Our group of five had a roomy, fully furnished three-bedroom apartment for Can$200 a night. The wi-fi even worked, as long as you didn’t sit in the kitchen. It was situated below the city wall, just above harbour level, and about twenty flights of steps from the old town above. Not a city for the faint of cardiovascular system.

 The elevator to the Old Town was a couple of hundred metres away, and cost one euro round trip. The property manager was available to help us out with various little details, and the in-house taxi driver gave prompt, friendly service and a low-priced, informative half-day tour around the island. The suite had the usual combination of too-soft furniture and the lack of lamps and electrical outlets typical of renovated suites all over Europe. It’d rate it 4.5 out of 5.

Our Street: Lunch is Up There!

Our final day on the island. Linda and I took the elevator up to the main center of town and walked south, out of the Old Town towards newer buildings. We were sitting in a coffee shop on a square when I noticed a Lexus parked on a side street. The sign on the post above it said, “Prime Minister,” and the next sign said, “Leader of the House.” I guess that must have been Parliament.

Just Any Street

The old really meets the new at the City Gate, where another elevator has been fitted onto the old city wall, I suppose to allow attackers easy access to the city from the bottom of the dry moat. Remember that tourist revenue.

Old Meets New

Is Malta Wonderful?

Well, from my five days’ experience, it’s pretty darn nice. Positives include architecture, sidewalk restaurants and harbour views. For the wandering visitor, Valletta is the equal of any hill town/fortress I have seen in Europe. There seems to be plenty of accommodation, although it isn’t cheap. Less impressive was the service and the food.

I know it seems strange to put the restaurants and the food in separate categories, but so it was. It’s fascinating how much the town changes as the day progresses. A street that was stark and bare at eleven in the morning is jammed with umbrellas and customers at five in the evening. On the steeper streets, the tables and chairs have shorter legs on the uphill side to keep them level. On some stair/streets the drinkers sit on cushions on the upper step, with the table one step down.
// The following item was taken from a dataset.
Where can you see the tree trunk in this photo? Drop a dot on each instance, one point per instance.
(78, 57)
As far as the service was concerned, I don’t know whether it was general practice, COVID or just early in the season, but it seemed everyone was in training. Orders were misplaced or misunderstood, bills were charged to the wrong people, (and one time charged twice to two different members of our party) and the food, while of an enormous variety of local and other ethnic choices, also varied in quality from great to reasonable.

One element that we didn’t miss much; there were relatively few tourist and souvenir shops. Inured as we are to tourist frenzies like Le Mont St. Michel in France and the markets of Mexico and Egypt, Valletta was positively low-key. The merchandise we browsed through seemed moderately expensive but decent quality. Ask me in five years how my beautiful blue t-shirt holds up.

The Bottom Line

Malta has pretty well everything you want. Sights and tours all over the place. Sidewalk cafés and bars, museums, history and architecture, and enough discomfort to let you know by your aching legs that you’ve had an adventure. But I probably wouldn’t go back. Been there, done that, bought the t-shirt. With a neat little Maltese cross embroidered on the front. Very classy.